The train is the first prototype that can switch its power source freely between the power grid and batteries and has a maximum speed of 160 km/h. It can run for 200 kilometers when the power grid is cut off, and it is able to operate under extreme weather and geographical conditions, including sandy and frozen environments.
Wang Chengtao, deputy chief engineer of CRRC Changchun, a subsidiary of China Railway Rolling Stock Corp, said the core technologies are in the train’s battery system and it can be used on both high-speed train tracks and light railway tracks in future integrated railroads.
Eager to compete with its rivals in Japan, the company has gained the knowhow for modular system integration, power battery packs and simulation analysis systems.
“As the train can run solely powered by its battery packs, it will eliminate damage to the local environment caused by the construction of a power grid, leaving the environment and landscape largely intact,” said Wang.
The new train, designed both for inter-city and innercity use, can also travel through ecologically fragile areas, tourist spots and farmland, as well as developing countries that lack power infrastructure, in particular developing countries and regions related to the Belt and Road Initiative.
“Developing countries such as Indonesia, Thailand and Saudi Arabia, as well as developed countries such as the United States and those in Europe all have similar demand to either enhance regional connectivity or further reduce carbon emissions,” said Feng Hao, a railway development researcher at the National Development and Reform Commission.

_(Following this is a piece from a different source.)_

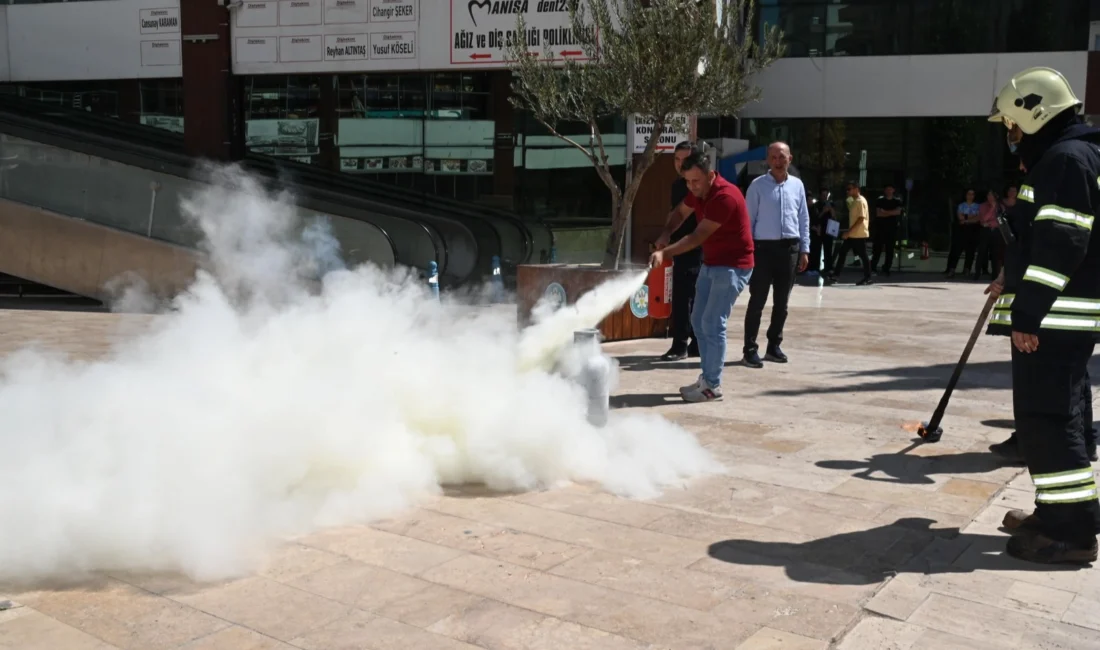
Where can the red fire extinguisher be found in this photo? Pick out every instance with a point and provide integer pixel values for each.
(660, 289)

The trial runs of the train will give China more credibility in setting the international standard for new energy highspeed trains, Feng said.
The train will also produce less noise than regular trains as new soundproof materials are used in the carriages. To provide a better travel experience, the train is also fully covered by Wi-Fi, according to CRRC Changchun.
“As China is proficient in manufacturing high-speed trains and providing maintenance services in a relatively low-price way in global markets, CRRC has been keen to make breakthroughs in its entire production line from 400 km/h bullet trains, magnetic trains and piggyback wagons to semiconductors, deep-sea equipment and renewable energy buses,” said Feng.
CRRC signed a total of 25.79 billion yuan ($3.79 billion) in contracts between April and June this year, including highspeed train orders from China Railway Corp and passenger trains deals with the Southeastern Pennsylvania Transit Authority. It also launched a sleeping berth bullet train service from Beijing to Shanghai on July 1.